Scarica barile tra Comune e Provincia

di Gianfranco Spadoni

La cava di Russi trasformata da decenni in una discarica per i rifiuti urbani, rischia di diventare l’esempio classico di cattiva gestione del territorio da parte degli enti locali, ma nel caso di specie le responsabilità oggettive non possono essere attribuite tout court esclusivamente all’amministrazione russiana. La prima anomalia di quest’ultima consiste nel fatto che un ente pubblico decide autonomamente di gestire una discarica senza la dovuta autorizzazione regionale e in particolare quella dell’Agenzia territoriale per i servizi idrici e rifiuti, un’agenzia degli enti locali composta da Comuni e province. 


Lo stesso Comune, inoltre, non si limita a operare “abusivamente” (anche se tutti probabilmente sapevano) ma addirittura non da corso a un atto deliberativo concernente, appunto, il piano di risanamento della discarica in oggetto approvato dal Consiglio comunale russiano già nel 1987. 

Ma se il soggetto che sino ad ora ha gestito la discarica non ha probabilmente controllato gli aspetti ambientali e i parametri meteo climatici, i gas di discarica, le acque sotterranee e di superficie, suolo, sedimenti etc, la Provincia avrebbe dovuto agire molto prima e con maggiore determinazione. 

Avrebbe dovuto, cioè, attivare provvedimenti cogenti per intimare la chiusura della discarica o, almeno, tentare di salvaguardare le norme ambientali e di tutela della salute, che in una scala di priorità si collocano al primo posto.

In questo senso Arpa a sua volta, doveva svolgere controlli sugli aspetti ambientali, dalle acque sotterranee e di superficie, al suolo, ai sedimenti e al percolato, oltre a visite ispettive sulla discarica. La presenza di Solfati e Boro, nelle analisi delle acque, richiede precauzioni speciali che non possono essere sottovalutate.

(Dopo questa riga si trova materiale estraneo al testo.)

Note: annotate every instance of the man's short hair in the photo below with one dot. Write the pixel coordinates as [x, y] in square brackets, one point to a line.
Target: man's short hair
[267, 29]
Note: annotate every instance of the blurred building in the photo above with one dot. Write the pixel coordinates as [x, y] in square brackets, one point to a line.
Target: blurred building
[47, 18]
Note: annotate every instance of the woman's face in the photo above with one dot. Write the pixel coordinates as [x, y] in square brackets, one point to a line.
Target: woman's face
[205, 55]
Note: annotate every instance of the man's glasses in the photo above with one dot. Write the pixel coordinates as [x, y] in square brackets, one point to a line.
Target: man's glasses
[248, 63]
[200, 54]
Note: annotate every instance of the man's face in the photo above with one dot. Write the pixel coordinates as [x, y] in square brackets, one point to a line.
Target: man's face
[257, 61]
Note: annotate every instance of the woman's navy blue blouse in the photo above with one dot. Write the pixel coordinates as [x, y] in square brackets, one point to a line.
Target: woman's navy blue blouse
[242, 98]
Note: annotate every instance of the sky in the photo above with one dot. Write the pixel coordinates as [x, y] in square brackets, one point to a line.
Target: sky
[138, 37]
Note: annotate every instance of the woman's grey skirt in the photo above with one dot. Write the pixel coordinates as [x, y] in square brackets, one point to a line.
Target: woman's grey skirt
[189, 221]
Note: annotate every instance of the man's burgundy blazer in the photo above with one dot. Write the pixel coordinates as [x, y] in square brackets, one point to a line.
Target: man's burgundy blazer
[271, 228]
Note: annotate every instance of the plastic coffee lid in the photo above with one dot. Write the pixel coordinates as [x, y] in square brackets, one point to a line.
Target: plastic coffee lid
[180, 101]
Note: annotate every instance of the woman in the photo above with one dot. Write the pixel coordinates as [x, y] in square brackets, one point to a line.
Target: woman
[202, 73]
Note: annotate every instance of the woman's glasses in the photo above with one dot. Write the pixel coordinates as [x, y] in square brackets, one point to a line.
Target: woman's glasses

Insomma, nel quadro complessivo emerge un chiaro esempio di gestione pasticciata e oltretutto pericolosa per la tutela della salute pubblica. 


A questo punto gli enti locali tentato di giocare a scarico barile ma oltre ad emergere una corresponsabilità dei vari soggetti istituzionali, sorge legittimo chiedersi con quale coraggio e autorevolezza gli stessi enti deputati ai controlli (Regione, Provincia, Arpa…) procedono in modo disinvolto a compiere ispezioni presso aziende per il controllo del rispetto delle normative ambientali?

Gli enti pubblici, dunque, hanno offerto un pessimo esempio di cattiva amministrazione. E’ proprio il caso di affermare che predicano bene ma razzolano male!